Business / Auto Policy

Trade-in system seen as way to boost new energy vehicle sales

By Li Fusheng (China Daily) Updated: 2016-08-15 07:56

Trade-in system seen as way to boost new energy vehicle sales

A new energy car at the Beijing auto show in April. Some Chinese electric carmakers aremulling over trade-in plans for new energy vehicles. Zhang Haiyan / For China Daily

Industry leaders are set to fine-tune the mechanics of the NEV sales sector to meet customer expectations

Chinese electric carmakers are introducing trade-in plans for new energy vehicles, a move industry insiders believe will help stimulate the booming sector in the world's largest auto market.

Zhao Changjiang, head of BYD's Beijing and Tianjin sales division, told China Daily that the company is working on a trade-in plan, which will be unveiled as early as 2017.

"The plan will be drafted in accordance with national regulations to meet the customer demand (for trading in their used cars)," he said, declining to offer more details.

BYD is one of the most popular new energy car brands in China, accounting for 30 percent of the market in the first quarter of 2016.

Beijing Business Today reported that BJEV, the new energy vehicle arm of BAIC Group, has similar plans.
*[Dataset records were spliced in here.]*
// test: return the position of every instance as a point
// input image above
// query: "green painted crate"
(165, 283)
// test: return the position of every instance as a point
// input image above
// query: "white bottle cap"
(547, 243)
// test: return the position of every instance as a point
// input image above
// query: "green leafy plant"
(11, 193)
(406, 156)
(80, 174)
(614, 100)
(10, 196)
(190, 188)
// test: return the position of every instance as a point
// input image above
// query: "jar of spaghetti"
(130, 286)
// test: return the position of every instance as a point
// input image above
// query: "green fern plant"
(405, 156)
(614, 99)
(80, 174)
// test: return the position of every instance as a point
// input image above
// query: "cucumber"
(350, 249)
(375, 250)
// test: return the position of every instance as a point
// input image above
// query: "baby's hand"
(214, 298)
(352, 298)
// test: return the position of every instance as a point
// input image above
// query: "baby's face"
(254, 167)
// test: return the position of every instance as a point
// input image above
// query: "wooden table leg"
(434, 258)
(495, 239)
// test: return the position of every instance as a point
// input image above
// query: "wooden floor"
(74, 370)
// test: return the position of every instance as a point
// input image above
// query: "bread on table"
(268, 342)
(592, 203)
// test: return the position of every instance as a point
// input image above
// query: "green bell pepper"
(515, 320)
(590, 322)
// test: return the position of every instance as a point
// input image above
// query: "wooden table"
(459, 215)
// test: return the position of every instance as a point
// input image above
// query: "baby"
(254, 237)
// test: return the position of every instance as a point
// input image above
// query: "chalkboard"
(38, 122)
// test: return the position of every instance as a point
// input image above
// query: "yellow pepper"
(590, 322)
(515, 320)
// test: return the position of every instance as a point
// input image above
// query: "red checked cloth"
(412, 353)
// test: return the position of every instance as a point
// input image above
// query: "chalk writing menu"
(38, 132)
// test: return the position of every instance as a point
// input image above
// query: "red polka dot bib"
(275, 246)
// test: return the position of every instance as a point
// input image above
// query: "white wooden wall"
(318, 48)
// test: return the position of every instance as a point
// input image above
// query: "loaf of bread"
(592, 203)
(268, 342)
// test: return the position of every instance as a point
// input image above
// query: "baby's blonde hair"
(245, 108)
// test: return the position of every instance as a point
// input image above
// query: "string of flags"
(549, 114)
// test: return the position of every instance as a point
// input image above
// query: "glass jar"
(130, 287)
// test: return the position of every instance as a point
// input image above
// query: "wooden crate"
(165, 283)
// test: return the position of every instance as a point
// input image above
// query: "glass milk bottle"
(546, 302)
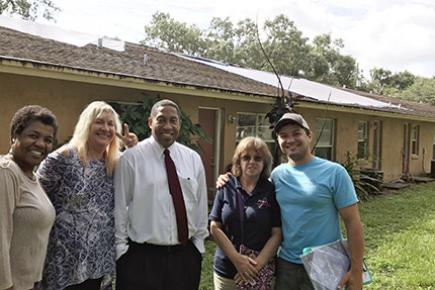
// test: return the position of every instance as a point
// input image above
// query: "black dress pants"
(151, 267)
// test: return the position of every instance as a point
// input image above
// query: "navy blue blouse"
(261, 214)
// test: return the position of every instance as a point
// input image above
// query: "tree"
(328, 65)
(422, 90)
(29, 9)
(385, 82)
(289, 51)
(167, 33)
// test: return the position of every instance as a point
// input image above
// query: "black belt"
(162, 248)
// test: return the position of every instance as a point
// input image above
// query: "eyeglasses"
(256, 158)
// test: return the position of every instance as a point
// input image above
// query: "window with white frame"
(253, 124)
(415, 135)
(363, 140)
(325, 136)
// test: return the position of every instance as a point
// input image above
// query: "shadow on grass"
(390, 214)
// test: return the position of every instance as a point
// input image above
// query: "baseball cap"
(288, 118)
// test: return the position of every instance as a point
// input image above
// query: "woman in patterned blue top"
(78, 178)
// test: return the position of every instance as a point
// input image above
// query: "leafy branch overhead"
(136, 116)
(320, 59)
(236, 43)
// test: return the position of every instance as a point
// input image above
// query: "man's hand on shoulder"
(222, 180)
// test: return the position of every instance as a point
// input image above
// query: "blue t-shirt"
(261, 213)
(309, 197)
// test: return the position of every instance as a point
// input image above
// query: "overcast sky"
(393, 34)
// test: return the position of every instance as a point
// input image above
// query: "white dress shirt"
(144, 211)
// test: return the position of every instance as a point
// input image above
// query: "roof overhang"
(45, 70)
(40, 69)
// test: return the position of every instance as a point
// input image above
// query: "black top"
(261, 213)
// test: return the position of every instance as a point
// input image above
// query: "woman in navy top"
(261, 221)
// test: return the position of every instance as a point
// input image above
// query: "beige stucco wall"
(67, 99)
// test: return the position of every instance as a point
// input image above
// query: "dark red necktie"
(177, 198)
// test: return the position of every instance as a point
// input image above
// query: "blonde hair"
(258, 145)
(80, 138)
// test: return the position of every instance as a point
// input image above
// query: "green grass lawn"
(399, 232)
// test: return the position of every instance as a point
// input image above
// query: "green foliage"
(422, 90)
(136, 116)
(400, 244)
(167, 33)
(29, 9)
(290, 52)
(365, 185)
(385, 82)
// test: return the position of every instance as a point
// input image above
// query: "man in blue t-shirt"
(312, 193)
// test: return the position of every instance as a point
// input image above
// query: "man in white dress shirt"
(150, 253)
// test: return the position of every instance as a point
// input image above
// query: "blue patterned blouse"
(82, 241)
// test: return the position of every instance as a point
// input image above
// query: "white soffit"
(300, 86)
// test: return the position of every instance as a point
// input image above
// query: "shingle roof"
(161, 66)
(412, 108)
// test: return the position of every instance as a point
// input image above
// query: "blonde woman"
(78, 178)
(245, 212)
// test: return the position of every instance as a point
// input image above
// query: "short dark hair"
(29, 114)
(164, 103)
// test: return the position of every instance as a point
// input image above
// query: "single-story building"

"We have been conducting related studies in the field of used new energy cars for several years, and our plan will be made public by the end of the year," said Zhang Yong, general manager of BJEV's sales company.

China has become the world's largest market for new energy vehicles, with 207,000 units, including pure electric ones and plug-in hybrids, sold in the first seven months of the year, according to the China Association of Automobile Manufacturers.

Despite the sales of new cars, the country lacks a system for evaluating and trading in used cars.

Experts agree that the situation is the result of several causes: there are few new energy vehicles in the market - they accounted for about 1 percent of China's total car sales at the end of 2015 - and their evaluation demands more professional expertise than gas-powered cars.

But they believe that the carmakers' move will be an industry model and help speed up the development of a system of evaluation and trade in the used car market. Their trade-in plans will also stimulate new car sales.

Ma Lianhua, a new energy car dealer in Beijing's Tongzhou district, said one of the conerns of potential customers is how to deal with the battery when its warranty expires.

According to a notice four ministries released in early May 2015, carmakers are required to offer an eight-year or 120,000-kilometer warranty for new energy car batteries and electric motor systems.

"If they put in place such a plan, they leave customers with no worries, and surely it will boost our sales," said Ma, an auto reporter-turned car dealer, who is selling about 30 new energy vehicles a month.

Meanwhile, experts warn that national standards for the recycling and disposing of batteries should be established as soon as possible.

According to the China Automotive Technology and Research Center, there will be 120,000 to 170,000 metric tons of used batteries in the country by 2020 based on China's plan to have 5 million electric cars on the roads by then.